If the epithet ‘Luddite' is used at all today, it signifies someone who is behind the times, resistant to the technological changes that are taking place in the world. It may be someone who is unfamiliar with social media or using a mobile phone, in any case it a derogatory term with negative connotations. In this new production, the Kandinsky Theatre Company set out to explore the origins of this little known story and perhaps make us rethink the place the Luddites have in working class history.
Rather than placing the story in its early 19th century period setting, Director James Yeatman along with Designers Naomi Kuyck-Cohen and Joshua Gadsby have given us a semi-staged production, with actors using modern dress and language to tell the story, interspersed with readings from contemporary accounts from newspapers and letters. This is all delivered up on a striking stage comprising a large 'Red Wedge', a subliminal nod to Soviet era collectivism and a Constructivist symbol of rebellion, and stand microphones acting as minimal props.
We learn of the Luddite rebellion through the eyes of Thomas Kerfoot (David Crellin) and his daughter Clem (Katie West), weavers from Westhoughton in Lancashire, who see the introduction of machinery into their mill through widely differing lenses. Clem sees the opportunities that the technology will bring, whilst Thomas perceives only a threat and joins the radical Luddite sect, who become increasingly violent in their political methods, culminating in the burning down of the mill in April 1812.
The cast of six actors each play a variety of roles, with Reuben Johnson excelling as the Luddite informant and Burton (Daniel Millar), the ostensibly Liberal factory owner (Lenin's 'useful idiot'), who reverts to capitalist type when his position and assets are threatened. The character of Ned Ludd, the eponymous leader of the rebels, makes a striking appearance after the interval; clad in a long black coat and broad brimmed hat, he flits in and out of scenes as a shadowy figure, fanning the flames of riot and uprising. Whether or not Ludd actually ever existed is debatable, but his implied presence encouraged the rebellion and frightened the establishment, less than 25 years after the revolution in France. Although ultimately unsuccessful, the Luddite rebellion was the beginning of the working class struggle for recognition, leading to Peterloo nine years later and eventually changes to workers’ rights and the voting franchise.

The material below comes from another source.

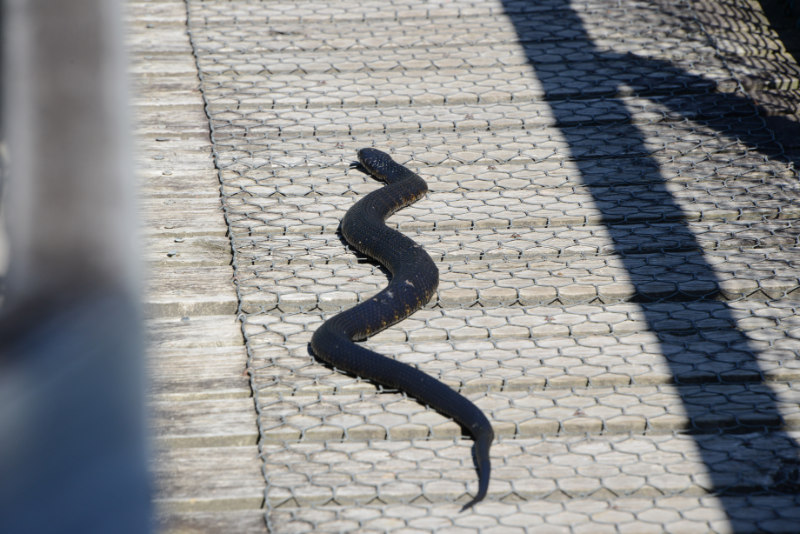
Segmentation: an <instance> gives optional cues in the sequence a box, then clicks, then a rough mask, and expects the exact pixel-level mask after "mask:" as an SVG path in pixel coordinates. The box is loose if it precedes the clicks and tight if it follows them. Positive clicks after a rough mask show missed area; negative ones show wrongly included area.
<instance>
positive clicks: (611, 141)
mask: <svg viewBox="0 0 800 534" xmlns="http://www.w3.org/2000/svg"><path fill="white" fill-rule="evenodd" d="M503 1H504V7H505V11H506V14H507V16H508V17H509V18H510V20H511V21H512V22H513V24H514V26H515V29H516V31H517V34H518V38H519V42H520V44H521V45H522V46H523V48H524V50H525V53H526V55H527V59H528V62H529V64H530V65H531V66H532V67H533V69H534V71H535V72H536V76H537V78H538V80H539V82H540V83H541V84H542V86H543V91H544V93H545V95H546V97H545V99H546V101H547V102H548V104H549V106H550V109H551V111H552V114H553V116H554V118H555V120H556V124H557V125H558V127H559V128H560V131H561V134H562V135H563V138H564V139H565V141H566V143H567V146H568V148H567V150H568V151H569V154H570V158H571V160H572V162H573V164H574V165H575V166H576V167H577V169H578V171H579V172H580V175H581V177H582V179H583V182H584V184H585V186H586V188H587V189H588V191H589V192H590V194H591V195H592V198H593V201H594V204H595V206H596V207H597V208H598V210H599V211H600V212H601V220H602V223H603V225H604V226H605V228H606V229H607V231H608V233H609V235H610V238H611V240H612V243H613V246H614V250H615V253H616V255H617V256H618V257H619V259H620V261H621V263H622V265H623V267H624V268H625V270H626V271H627V274H628V277H629V279H630V280H631V281H632V283H633V285H634V288H635V295H636V300H637V301H638V303H639V305H640V306H641V309H642V310H643V313H644V316H645V319H646V321H647V325H648V328H649V329H650V331H651V332H653V333H654V334H655V335H656V336H657V338H658V339H659V343H660V351H661V352H662V354H663V355H664V358H665V359H666V361H667V362H668V364H669V367H670V370H671V373H672V376H673V379H674V381H675V382H676V384H678V387H676V389H677V390H678V393H679V395H680V396H681V400H682V403H683V407H684V409H685V411H686V414H687V416H688V418H689V421H690V422H691V427H690V428H688V429H685V430H686V431H688V433H690V434H691V435H693V436H694V438H695V442H696V444H697V449H698V451H699V454H700V459H701V460H702V461H703V462H704V464H705V466H706V468H707V471H708V473H709V476H710V479H711V484H712V486H713V487H711V488H708V489H709V491H711V492H712V493H714V494H716V495H718V496H719V498H720V501H721V503H722V506H723V507H724V509H725V512H726V514H727V516H728V520H729V522H730V525H731V528H732V530H733V531H734V532H744V531H750V530H751V529H752V528H753V524H752V521H751V520H748V519H749V518H743V517H742V513H741V510H740V509H741V506H742V499H741V498H742V497H743V496H748V495H752V494H753V493H767V494H775V493H776V492H777V493H780V492H787V493H791V492H796V491H797V490H798V488H800V484H799V483H798V480H797V456H798V454H797V453H798V444H797V442H796V441H795V440H794V439H792V437H791V436H789V435H788V434H787V432H786V430H785V421H784V419H783V417H782V415H781V413H780V411H779V409H778V406H777V396H776V394H775V392H774V391H773V390H772V388H770V387H769V386H768V385H767V384H766V383H765V382H764V373H763V370H762V369H761V368H760V366H759V362H758V358H757V353H756V350H755V349H754V347H753V343H752V341H751V340H750V339H748V337H747V336H746V335H745V334H744V333H743V332H742V331H741V330H739V328H738V327H737V324H736V321H735V318H734V314H733V311H732V309H731V307H730V306H729V305H728V304H727V303H726V302H725V300H724V295H723V294H722V292H721V289H720V281H719V278H718V276H717V274H716V273H715V270H714V268H713V267H712V265H711V264H710V263H709V260H708V258H707V257H706V255H705V254H704V253H703V250H702V248H701V246H700V244H699V243H698V241H697V238H696V237H695V235H694V234H693V232H692V231H691V229H690V227H689V224H688V223H687V217H686V214H685V212H684V210H683V209H682V208H681V206H680V205H679V203H678V200H677V199H676V197H675V195H674V194H673V193H671V192H670V190H669V188H668V182H667V180H666V179H665V177H664V175H663V173H662V170H663V169H662V168H661V166H660V165H659V160H657V159H656V157H654V155H653V152H654V149H653V145H652V143H651V144H650V145H649V147H648V134H652V133H653V128H652V127H650V128H649V129H648V127H647V126H646V125H640V124H637V123H636V120H637V118H636V117H635V116H634V115H632V114H631V112H630V111H629V110H628V109H627V108H626V105H625V103H624V102H623V100H622V98H621V97H620V96H619V95H624V94H627V95H632V96H645V97H647V98H648V99H653V100H654V101H656V100H657V101H658V103H660V104H662V105H663V107H666V108H668V109H669V110H670V111H671V112H673V113H674V114H677V115H679V117H678V118H677V119H675V120H676V121H678V122H680V121H681V118H684V119H685V118H688V119H691V121H692V124H701V125H702V126H703V128H705V129H706V132H707V133H706V134H705V135H709V133H710V134H711V135H710V136H709V137H710V138H711V139H713V140H714V141H716V142H719V141H720V139H721V138H723V137H724V138H728V139H736V138H738V139H739V141H740V142H741V143H743V144H745V145H746V149H745V150H744V153H745V155H747V154H748V153H749V152H750V151H752V152H755V153H757V156H756V159H758V158H759V157H760V158H761V160H762V161H767V158H777V159H780V160H784V161H786V160H789V159H790V158H789V156H788V155H787V154H786V153H785V152H784V151H783V149H782V147H781V145H780V143H778V142H776V139H775V136H774V134H773V133H772V130H771V129H770V128H768V127H767V125H766V123H765V122H764V120H763V119H762V118H761V117H759V115H758V113H757V110H756V105H755V104H754V103H753V102H752V101H750V100H749V99H748V98H746V97H742V96H738V95H736V94H723V93H719V92H715V91H716V83H715V82H713V81H712V80H709V79H705V78H703V77H701V76H698V75H696V74H693V73H690V72H688V71H686V70H684V69H681V68H679V67H677V66H675V65H673V64H670V63H668V62H665V61H663V60H653V59H650V58H642V57H637V56H635V55H634V54H632V53H627V54H625V53H617V52H608V51H606V50H603V49H601V48H600V47H599V46H597V45H595V43H594V42H593V41H592V39H591V38H590V36H589V34H588V32H587V30H586V29H585V27H584V26H583V22H582V20H581V18H580V16H579V15H578V14H577V13H576V12H575V10H573V9H572V8H571V6H570V3H569V0H550V1H549V2H548V7H549V9H550V10H557V15H556V16H554V15H553V14H552V12H551V11H547V12H545V11H544V8H542V7H541V6H538V5H536V4H525V3H521V2H519V1H514V0H503ZM548 17H549V18H548ZM542 18H545V19H548V20H542ZM561 54H563V55H561ZM576 63H578V64H580V65H581V67H580V69H586V66H587V65H590V66H593V68H594V69H596V70H595V71H594V73H593V75H587V71H586V70H581V71H580V72H576V71H573V70H571V69H574V68H575V67H574V65H575V64H576ZM580 69H578V70H580ZM687 95H688V96H687ZM580 99H584V100H591V99H599V101H600V102H601V103H602V106H601V107H602V110H603V112H604V116H605V117H613V120H612V121H611V122H609V123H607V124H603V123H602V121H599V122H598V121H597V120H596V119H597V116H596V115H591V118H589V119H587V121H585V122H584V123H581V122H580V121H576V119H575V116H576V112H575V109H576V100H580ZM681 124H683V125H687V124H689V123H688V122H687V121H685V120H684V121H682V122H681ZM776 124H777V126H778V127H780V128H784V129H786V130H787V131H789V132H791V133H796V132H797V127H796V124H794V123H791V121H786V120H785V119H780V118H775V119H774V120H773V123H772V124H770V126H775V125H776ZM715 134H722V135H715ZM677 141H681V139H680V137H678V138H677ZM724 148H725V147H723V149H724ZM734 152H735V150H734ZM598 158H603V161H604V162H606V165H605V167H604V169H607V170H608V169H611V170H613V171H616V172H600V173H599V172H598V167H597V160H598ZM662 159H665V158H662ZM701 159H702V158H701ZM695 164H697V165H702V164H703V161H698V162H690V165H692V166H693V165H695ZM784 166H785V165H784ZM712 167H713V165H712ZM707 179H708V180H709V183H713V182H714V181H715V180H716V183H717V185H719V184H720V181H719V180H717V179H716V176H715V175H714V174H710V175H708V176H707ZM742 179H743V180H746V179H748V178H747V177H743V178H742ZM722 185H723V186H724V185H725V184H722ZM626 187H628V188H631V189H630V190H629V191H628V192H627V194H621V192H622V191H623V190H624V189H625V188H626ZM778 189H779V188H776V190H778ZM797 198H798V195H796V194H795V195H791V191H789V192H787V194H786V198H785V199H784V200H786V201H788V202H795V203H796V200H795V199H797ZM643 221H644V222H645V223H647V222H652V223H656V222H667V223H669V224H670V225H671V228H670V230H671V231H670V234H669V235H668V236H665V237H663V238H662V239H661V244H659V243H656V244H655V245H654V244H653V239H654V238H653V235H652V234H650V233H648V226H647V224H644V225H643V224H634V223H642V222H643ZM656 239H657V238H656ZM645 244H646V245H645ZM637 247H638V248H637ZM701 308H702V309H704V310H705V311H704V313H705V315H703V316H702V317H713V318H714V320H713V321H708V320H698V317H701V316H700V315H698V314H697V313H696V312H697V311H698V310H699V309H701ZM665 318H666V319H676V318H688V323H689V325H690V326H688V327H684V328H683V330H682V331H680V332H676V331H675V326H674V323H675V321H669V320H665ZM685 323H686V321H684V324H685ZM727 387H730V388H733V389H731V391H733V390H736V391H741V392H744V393H743V395H744V396H747V397H748V399H749V400H748V403H749V404H748V403H745V404H744V405H743V404H742V403H741V402H739V400H740V399H739V398H734V396H733V395H731V393H729V392H727V391H728V390H726V388H727ZM737 388H738V389H737ZM732 434H743V435H744V437H743V438H742V439H744V440H745V441H744V442H745V443H749V442H748V441H747V440H748V439H750V440H752V442H755V441H758V446H757V447H756V446H753V447H747V446H746V447H745V448H747V449H748V452H747V453H746V454H744V453H740V452H741V451H737V450H731V443H732V442H731V439H730V438H731V435H732ZM747 436H750V437H747ZM759 506H763V507H767V508H768V507H769V506H771V505H770V504H769V501H763V502H760V504H759ZM774 506H775V507H776V512H777V507H778V506H780V505H778V504H775V505H774ZM762 510H763V508H762ZM775 517H779V516H778V514H777V513H776V514H775Z"/></svg>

As a piece of theatre, it was only partially successful. I found the chronology of events was muddied and the narrative structure lacked cohesion, with some characters not being fully realised. The feeling of confusion was added to with a delay at the start due to 'tech difficulties', the irony of which was not lost on the audience given the subject matter of the play. I also felt they could have made better use of the wider Exchange building, where a Luddite riot actually took place, to illustrate the events.
'There is a Light....' implicitly seeks to draw out the parallels between the struggles of the 19th Century weavers of Lancashire and their modern equivalents working for Deliveroo, Amazon and Uber, all these workers are fundamentally insecure in their employment and subject to the advances of technology that will eventually take away their jobs.
Manchester will commemorate the bicentenary of Peterloo next month and the part played by these earlier political protesters should not be forgotten by our city.
Verdict: A timely and relevant message to the architects of our Northern Powerhouse.